LOS ANGELES — Millions of Southland residents joined people across the state and around the world Oct. 19 as they dropped, covered and held during the annual Great California ShakeOut Drill to practice their readiness for a major earthquake.
More than 3.6 million Los Angeles County residents registered at www.ShakeOut.org to participate in the drill, along with nearly 830,000 in Orange County. Across the country and globe, more than 10 million people were expected to take part in the exercise.
The drill was held at 10:19 a.m. — the time reflecting the date of Oct. 19 — with participants including students, business employees and government workers instructed to “drop” to the ground, take “cover” under a desk, table or other sturdy surface and “hold on” for 60 seconds, as if a major earthquake were occurring.
“We drill today, because it could be real tomorrow,” Los Angeles Mayor Eric Garcetti said. “All Angelenos should be individually prepared, so that everyone understands exactly what we and the people we love should do if an earthquake strikes. The city will continue taking steps to protect lives and property — by strengthening our infrastructure and working with our partners in telecom, transportation and disaster response to create safer and more resilient communities.”
During an actual earthquake, people who are outdoors should find a clear spot away from trees, buildings and power lines, then drop, cover and hold on.
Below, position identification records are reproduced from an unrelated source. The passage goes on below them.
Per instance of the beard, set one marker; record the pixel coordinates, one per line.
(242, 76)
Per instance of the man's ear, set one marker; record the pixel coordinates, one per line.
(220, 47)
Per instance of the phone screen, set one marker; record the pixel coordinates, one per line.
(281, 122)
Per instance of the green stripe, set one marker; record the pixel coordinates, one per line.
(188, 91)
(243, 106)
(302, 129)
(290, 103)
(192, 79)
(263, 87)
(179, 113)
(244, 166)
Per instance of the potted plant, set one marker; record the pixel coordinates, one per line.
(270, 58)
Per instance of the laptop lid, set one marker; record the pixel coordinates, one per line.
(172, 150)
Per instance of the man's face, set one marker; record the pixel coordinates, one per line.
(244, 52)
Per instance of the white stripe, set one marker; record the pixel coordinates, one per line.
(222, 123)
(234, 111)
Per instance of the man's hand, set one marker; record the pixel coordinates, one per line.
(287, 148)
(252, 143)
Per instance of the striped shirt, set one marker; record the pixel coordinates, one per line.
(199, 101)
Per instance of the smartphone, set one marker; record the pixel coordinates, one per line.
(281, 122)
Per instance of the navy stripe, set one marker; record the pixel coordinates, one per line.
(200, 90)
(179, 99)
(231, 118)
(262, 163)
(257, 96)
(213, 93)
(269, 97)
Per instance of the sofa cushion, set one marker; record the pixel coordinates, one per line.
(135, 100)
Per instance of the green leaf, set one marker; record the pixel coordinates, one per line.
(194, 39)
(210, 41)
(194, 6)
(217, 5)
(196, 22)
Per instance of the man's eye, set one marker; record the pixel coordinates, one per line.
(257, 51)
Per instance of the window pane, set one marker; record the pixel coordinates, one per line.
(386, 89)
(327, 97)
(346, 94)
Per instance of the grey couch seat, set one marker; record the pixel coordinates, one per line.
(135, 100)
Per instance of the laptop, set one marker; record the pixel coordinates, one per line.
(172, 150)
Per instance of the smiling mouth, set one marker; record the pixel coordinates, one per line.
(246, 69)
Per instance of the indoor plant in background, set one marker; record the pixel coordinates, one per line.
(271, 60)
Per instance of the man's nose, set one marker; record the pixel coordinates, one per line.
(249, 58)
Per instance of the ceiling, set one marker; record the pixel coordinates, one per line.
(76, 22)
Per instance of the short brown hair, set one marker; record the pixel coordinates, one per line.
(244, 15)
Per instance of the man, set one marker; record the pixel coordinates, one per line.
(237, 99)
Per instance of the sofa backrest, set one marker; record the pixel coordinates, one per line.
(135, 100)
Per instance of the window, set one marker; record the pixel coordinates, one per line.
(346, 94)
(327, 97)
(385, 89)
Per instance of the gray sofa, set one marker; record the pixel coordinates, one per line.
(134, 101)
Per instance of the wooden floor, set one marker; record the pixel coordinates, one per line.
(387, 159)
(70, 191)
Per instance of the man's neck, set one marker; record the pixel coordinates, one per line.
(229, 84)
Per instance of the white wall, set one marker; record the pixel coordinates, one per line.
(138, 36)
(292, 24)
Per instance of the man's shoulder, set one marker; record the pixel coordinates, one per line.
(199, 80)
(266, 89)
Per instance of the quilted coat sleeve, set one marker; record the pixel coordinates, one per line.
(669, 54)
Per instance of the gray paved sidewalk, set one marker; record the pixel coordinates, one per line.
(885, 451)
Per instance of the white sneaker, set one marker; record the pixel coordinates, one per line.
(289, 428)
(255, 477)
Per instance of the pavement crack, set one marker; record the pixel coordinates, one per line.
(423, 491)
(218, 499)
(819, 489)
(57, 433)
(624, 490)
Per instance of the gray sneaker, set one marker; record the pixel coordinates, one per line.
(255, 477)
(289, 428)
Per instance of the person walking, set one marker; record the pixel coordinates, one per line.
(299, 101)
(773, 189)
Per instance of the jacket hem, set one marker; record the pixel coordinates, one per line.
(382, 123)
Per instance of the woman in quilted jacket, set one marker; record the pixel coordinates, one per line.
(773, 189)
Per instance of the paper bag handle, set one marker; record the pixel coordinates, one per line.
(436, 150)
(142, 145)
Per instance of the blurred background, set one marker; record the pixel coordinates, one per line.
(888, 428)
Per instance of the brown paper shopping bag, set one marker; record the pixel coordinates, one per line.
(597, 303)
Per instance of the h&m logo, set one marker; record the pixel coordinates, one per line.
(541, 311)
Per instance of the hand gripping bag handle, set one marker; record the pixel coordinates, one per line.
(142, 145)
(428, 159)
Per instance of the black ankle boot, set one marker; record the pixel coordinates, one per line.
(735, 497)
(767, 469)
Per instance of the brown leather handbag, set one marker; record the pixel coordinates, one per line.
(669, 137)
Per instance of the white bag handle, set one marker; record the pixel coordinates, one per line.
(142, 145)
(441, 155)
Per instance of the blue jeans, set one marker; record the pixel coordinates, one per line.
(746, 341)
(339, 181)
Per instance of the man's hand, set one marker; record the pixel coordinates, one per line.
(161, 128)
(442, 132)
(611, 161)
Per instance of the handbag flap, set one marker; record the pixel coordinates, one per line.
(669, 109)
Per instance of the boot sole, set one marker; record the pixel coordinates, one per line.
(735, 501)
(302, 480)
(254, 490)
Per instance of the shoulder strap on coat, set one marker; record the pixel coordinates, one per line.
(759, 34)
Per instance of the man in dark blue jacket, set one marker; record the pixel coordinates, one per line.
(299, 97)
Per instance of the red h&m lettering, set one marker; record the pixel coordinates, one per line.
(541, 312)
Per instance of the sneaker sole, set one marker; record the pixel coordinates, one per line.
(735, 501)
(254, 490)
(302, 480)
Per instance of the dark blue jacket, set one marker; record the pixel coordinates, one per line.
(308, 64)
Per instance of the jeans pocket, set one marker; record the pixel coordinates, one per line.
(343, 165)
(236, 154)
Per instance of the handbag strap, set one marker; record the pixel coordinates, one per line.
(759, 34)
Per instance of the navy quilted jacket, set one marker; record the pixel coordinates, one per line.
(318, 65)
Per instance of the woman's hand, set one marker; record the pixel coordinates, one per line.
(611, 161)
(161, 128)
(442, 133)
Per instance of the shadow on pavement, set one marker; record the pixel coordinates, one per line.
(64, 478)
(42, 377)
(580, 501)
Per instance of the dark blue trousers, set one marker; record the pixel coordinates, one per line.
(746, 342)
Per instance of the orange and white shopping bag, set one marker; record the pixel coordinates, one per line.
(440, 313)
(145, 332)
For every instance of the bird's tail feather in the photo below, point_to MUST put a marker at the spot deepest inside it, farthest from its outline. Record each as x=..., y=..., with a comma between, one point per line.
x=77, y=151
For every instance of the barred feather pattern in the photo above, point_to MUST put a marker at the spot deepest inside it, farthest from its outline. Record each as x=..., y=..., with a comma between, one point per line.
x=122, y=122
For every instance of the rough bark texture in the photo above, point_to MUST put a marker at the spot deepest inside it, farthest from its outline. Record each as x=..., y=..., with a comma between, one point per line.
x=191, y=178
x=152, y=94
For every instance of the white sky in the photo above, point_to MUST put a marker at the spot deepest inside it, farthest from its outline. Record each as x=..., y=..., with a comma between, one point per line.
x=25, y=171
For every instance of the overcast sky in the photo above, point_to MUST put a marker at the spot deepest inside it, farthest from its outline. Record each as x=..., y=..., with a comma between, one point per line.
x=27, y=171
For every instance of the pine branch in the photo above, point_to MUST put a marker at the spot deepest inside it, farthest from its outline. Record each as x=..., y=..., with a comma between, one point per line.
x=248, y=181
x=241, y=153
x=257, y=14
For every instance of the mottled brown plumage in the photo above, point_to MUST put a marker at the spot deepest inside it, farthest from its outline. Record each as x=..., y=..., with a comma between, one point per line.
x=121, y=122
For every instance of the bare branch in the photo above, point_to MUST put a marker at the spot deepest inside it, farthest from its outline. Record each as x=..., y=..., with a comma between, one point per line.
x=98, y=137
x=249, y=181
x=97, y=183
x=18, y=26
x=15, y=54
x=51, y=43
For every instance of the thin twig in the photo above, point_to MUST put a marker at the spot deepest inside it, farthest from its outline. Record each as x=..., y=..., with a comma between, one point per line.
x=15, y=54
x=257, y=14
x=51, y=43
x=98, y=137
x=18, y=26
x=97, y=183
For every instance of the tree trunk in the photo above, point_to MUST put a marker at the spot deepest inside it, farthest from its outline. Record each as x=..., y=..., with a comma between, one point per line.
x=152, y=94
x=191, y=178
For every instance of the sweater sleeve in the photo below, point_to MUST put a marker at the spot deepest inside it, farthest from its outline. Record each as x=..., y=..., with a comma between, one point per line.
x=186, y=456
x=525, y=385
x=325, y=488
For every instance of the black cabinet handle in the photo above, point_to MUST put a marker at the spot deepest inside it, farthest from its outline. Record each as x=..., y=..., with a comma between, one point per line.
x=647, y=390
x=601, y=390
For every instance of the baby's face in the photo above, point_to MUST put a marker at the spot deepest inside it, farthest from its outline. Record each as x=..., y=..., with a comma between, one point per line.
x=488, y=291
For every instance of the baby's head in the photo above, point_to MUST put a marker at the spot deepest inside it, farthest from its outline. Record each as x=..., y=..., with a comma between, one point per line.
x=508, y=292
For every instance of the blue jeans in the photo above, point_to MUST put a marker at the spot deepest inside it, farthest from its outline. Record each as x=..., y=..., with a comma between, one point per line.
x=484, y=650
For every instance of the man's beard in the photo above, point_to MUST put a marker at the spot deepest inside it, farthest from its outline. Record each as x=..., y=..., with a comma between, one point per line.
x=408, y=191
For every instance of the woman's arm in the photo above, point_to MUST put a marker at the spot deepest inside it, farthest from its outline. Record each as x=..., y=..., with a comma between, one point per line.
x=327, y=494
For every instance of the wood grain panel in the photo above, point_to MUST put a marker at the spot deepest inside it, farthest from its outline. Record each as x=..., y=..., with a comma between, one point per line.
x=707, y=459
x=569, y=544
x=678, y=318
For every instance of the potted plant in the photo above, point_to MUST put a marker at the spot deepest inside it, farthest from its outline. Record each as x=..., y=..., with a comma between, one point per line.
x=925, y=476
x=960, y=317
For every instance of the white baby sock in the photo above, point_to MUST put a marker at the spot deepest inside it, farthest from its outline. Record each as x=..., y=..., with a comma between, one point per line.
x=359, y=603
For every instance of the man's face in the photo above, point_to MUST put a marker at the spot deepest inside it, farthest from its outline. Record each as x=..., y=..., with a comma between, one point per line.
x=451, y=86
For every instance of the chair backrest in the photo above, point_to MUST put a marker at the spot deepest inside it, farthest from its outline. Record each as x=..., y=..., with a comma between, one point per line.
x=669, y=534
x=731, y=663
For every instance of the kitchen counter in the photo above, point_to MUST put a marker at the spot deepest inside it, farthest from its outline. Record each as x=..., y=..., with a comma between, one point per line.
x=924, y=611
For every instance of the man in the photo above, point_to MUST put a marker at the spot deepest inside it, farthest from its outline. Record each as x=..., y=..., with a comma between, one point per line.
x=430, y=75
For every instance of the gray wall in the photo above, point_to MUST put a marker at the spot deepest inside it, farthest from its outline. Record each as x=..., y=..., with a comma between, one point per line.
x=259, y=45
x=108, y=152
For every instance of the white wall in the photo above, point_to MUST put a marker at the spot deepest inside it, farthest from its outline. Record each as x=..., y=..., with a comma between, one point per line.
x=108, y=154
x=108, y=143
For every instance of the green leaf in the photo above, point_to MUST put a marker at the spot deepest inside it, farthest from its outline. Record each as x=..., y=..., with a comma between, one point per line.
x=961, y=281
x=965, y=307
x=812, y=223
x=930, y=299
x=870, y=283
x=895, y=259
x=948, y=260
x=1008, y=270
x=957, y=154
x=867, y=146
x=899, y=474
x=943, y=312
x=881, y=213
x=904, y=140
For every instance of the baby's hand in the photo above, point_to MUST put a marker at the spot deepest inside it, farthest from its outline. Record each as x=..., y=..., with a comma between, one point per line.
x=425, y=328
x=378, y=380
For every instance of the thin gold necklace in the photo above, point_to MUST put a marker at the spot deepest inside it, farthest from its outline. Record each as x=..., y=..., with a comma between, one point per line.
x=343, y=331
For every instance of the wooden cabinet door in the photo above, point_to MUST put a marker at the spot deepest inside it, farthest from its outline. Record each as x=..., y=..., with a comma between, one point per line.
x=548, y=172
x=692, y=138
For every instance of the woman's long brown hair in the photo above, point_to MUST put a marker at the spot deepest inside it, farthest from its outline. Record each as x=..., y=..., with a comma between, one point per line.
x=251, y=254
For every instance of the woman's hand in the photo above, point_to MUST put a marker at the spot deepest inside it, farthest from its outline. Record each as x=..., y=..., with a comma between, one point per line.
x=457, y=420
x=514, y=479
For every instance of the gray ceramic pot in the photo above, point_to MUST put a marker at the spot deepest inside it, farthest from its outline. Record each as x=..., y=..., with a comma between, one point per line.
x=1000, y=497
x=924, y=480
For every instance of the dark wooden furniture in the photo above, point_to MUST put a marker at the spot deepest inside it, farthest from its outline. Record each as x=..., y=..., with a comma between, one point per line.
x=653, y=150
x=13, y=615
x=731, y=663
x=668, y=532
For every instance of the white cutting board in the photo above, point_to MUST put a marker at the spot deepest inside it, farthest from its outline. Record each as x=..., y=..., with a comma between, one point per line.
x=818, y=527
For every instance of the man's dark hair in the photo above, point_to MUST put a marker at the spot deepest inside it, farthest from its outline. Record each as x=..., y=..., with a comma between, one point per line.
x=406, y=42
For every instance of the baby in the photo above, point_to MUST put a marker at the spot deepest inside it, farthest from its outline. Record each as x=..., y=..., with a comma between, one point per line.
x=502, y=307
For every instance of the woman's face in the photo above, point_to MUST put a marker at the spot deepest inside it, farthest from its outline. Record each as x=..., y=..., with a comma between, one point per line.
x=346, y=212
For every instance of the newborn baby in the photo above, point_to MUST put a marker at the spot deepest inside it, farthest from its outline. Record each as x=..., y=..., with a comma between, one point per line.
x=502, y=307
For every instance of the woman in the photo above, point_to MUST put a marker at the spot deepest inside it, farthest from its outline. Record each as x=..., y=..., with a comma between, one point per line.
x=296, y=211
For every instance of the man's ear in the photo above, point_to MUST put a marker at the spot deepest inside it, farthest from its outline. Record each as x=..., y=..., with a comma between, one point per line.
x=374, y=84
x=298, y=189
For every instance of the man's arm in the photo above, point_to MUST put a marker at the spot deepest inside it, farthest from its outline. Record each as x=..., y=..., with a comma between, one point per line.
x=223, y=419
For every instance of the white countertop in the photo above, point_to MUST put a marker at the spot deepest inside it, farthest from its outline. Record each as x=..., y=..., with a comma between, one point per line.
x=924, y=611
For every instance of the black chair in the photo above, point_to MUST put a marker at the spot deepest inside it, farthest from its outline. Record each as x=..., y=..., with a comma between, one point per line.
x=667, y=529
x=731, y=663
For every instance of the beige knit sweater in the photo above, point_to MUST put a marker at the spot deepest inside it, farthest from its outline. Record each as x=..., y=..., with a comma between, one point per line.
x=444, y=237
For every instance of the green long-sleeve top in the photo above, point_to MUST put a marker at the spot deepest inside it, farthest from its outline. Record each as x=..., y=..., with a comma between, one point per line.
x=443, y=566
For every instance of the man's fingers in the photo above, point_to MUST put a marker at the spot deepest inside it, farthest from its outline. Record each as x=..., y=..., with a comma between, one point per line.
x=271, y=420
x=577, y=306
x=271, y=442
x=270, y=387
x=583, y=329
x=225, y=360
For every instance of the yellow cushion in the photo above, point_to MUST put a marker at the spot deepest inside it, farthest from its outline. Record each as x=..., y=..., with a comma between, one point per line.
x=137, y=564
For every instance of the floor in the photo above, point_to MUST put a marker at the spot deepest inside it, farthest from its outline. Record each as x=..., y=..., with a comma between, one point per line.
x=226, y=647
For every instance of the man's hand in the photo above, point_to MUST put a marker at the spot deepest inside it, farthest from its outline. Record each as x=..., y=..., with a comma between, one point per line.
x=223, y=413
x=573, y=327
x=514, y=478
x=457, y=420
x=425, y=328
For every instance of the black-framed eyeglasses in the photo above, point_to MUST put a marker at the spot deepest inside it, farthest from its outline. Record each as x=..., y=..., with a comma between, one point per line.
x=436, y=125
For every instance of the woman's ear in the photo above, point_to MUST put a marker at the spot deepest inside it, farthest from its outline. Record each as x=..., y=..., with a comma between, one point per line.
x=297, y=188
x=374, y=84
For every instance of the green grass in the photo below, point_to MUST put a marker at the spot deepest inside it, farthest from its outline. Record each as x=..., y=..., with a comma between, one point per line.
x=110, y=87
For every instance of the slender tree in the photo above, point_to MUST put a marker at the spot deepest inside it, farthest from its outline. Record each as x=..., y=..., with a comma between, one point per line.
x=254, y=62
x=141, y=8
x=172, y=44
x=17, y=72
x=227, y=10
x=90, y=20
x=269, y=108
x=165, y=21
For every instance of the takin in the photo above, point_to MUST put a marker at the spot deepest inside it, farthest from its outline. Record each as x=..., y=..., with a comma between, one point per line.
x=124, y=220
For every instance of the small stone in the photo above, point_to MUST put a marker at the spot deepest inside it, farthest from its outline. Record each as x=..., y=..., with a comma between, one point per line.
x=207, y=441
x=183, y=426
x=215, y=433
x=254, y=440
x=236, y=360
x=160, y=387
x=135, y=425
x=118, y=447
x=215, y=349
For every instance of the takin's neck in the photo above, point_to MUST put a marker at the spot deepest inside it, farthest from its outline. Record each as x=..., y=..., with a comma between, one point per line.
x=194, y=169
People who are driving should pull over to a clear area, stop and stay seated with seatbelt fastened until the shaking stops. When the quake ends, motorists should proceed with caution and avoid bridges or ramps that may have been damaged.
ShakeOut organizers note that many Californians have not experienced a damaging earthquake, such as young people or people who have recently moved to the state. They also warned that while the San Andreas fault could generate a large-scale earthquake, up to magnitude-8, “there are over a hundred other active faults in the region that can produce smaller earthquakes” like the Northridge quake.
“While some areas of California are more likely to have earthquakes than others, all of California is at higher risk compared to the rest of the country. You could be anywhere when an earthquake strikes: at home, at work, at school or even on vacation,” a spokesperson for the U.S. Geological Survey said.
According to the USGS, some 2,000 people would die, tens of thousands would be injured and more than $200 billion in damage would result from a magnitude-7.8 or larger quake, which would be 50 times the intensity of the Jan. 17, 1994, Northridge earthquake. Hundreds of aftershocks would follow, a few of them nearly as big as the original event, according to the USGS.
Californians should be prepared to be self-sufficient for 72 hours following an earthquake or other major disaster, officials say. That includes having a first-aid kit, medications, food and enough water for each member of a household to drink one gallon per day for at least 72 hours, according to local and state officials.
Homeowners and renters should also know how to turn off the gas in their house or apartment in case of leaks.
The city of West Hollywood also participated in the Great California ShakeOut.
To get the word out about preparedness for earthquakes and other disasters, the city released Season Two, Episode One of “The WeHoans.” The city teamed up with drag sensations Willam Belli, Misty Violet and Mayhem Miller, and actor/comedian Drew Droege, to produce season two of the outlandishly humorous YouTube series, which is part of a multi-faceted safety awareness campaign.
Season One of “The WeHoans” debuted in August 2015 to raise community awareness about a temporary closure of La Cienega Boulevard for construction and improvements.
Season Two now offers up four episodes, which will be centered around serious themes concerning preparedness and safety, nighttime safety, crimes of opportunity and sexual assault prevention.
The “WeHoans” is a parody of the popular “Saturday Night Live” skit “The Californians,” in which soap opera-like characters in platinum blonde wigs hilariously describe in hyper-detail how to navigate the freeways and streets of Southern California.